I'm sure you'll disagree and argue on behalf of your own personal obscenity, but I like this one. See if you can spot it in the following passage from Henry James's The Wings of the Dove:
Really at last, thus, it had been too much; as, with her own least feeble flare, after a wondering watch, Milly had shown. She hadn't cared; she had too much wanted to know; and, though a small solemnity of remonstrance, a sombre strain, had broken into her tone, it was to figure as her nearest approach to serving Mrs. Lowder. "Why do you say such things to me?"
This unexpectedly had acted, by a sudden turn of Kate's attitude, as a happy speech. She had risen as she spoke, and Kate had stopped before her, shining at her instantly with a softer brightness. Poor Milly hereby enjoyed one of her views of how people, wincing oddly, were often touched by her. "Because you're a dove. I shit you not."
You're welcome, Mr. James.
And here it is working its magic in non-fiction :
Our world requires that decisions be sourced and footnoted, and if we say how we feel, we must also be prepared to elaborate on why we feel that way. …if we are to learn to improve the quality of the decisions we make, we need to accept the mysterious nature of our snap judgments. We need to respect the fact that it is possible to know without knowing why we know and accept that – I shit you not – we’re better off that way.

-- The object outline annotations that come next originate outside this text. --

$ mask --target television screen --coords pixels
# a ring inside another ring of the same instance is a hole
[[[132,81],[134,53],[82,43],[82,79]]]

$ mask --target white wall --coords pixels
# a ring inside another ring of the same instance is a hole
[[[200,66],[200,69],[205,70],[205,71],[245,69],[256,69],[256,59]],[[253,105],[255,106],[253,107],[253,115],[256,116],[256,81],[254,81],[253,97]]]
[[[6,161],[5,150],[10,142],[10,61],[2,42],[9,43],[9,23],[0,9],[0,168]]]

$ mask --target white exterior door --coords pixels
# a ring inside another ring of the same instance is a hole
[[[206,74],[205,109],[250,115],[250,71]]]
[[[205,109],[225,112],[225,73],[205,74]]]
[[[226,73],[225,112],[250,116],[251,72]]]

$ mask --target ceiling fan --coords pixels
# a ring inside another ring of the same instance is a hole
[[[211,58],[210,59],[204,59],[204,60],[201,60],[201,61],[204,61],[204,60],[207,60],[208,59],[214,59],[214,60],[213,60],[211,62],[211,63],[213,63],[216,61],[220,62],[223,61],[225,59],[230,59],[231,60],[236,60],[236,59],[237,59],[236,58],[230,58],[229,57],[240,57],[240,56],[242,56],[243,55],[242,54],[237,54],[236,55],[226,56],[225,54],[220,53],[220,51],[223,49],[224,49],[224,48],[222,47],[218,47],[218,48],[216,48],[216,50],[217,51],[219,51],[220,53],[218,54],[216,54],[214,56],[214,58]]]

All I did in that passage from Malcolm Gladwell's Blink was replace a "sometimes" with some far superior words. And voilà! One hundred per cent better.
You're welcome, Mr. Gladwell.
I think it works so well because there's something a bit fancy about it. It's kind of like what would happen if "I'm not shitting you" went to college and started affecting elbow patches and a tiny perfect bow tie.
I do not know why I'm taking editing courses: I am already the greatest editor of all time.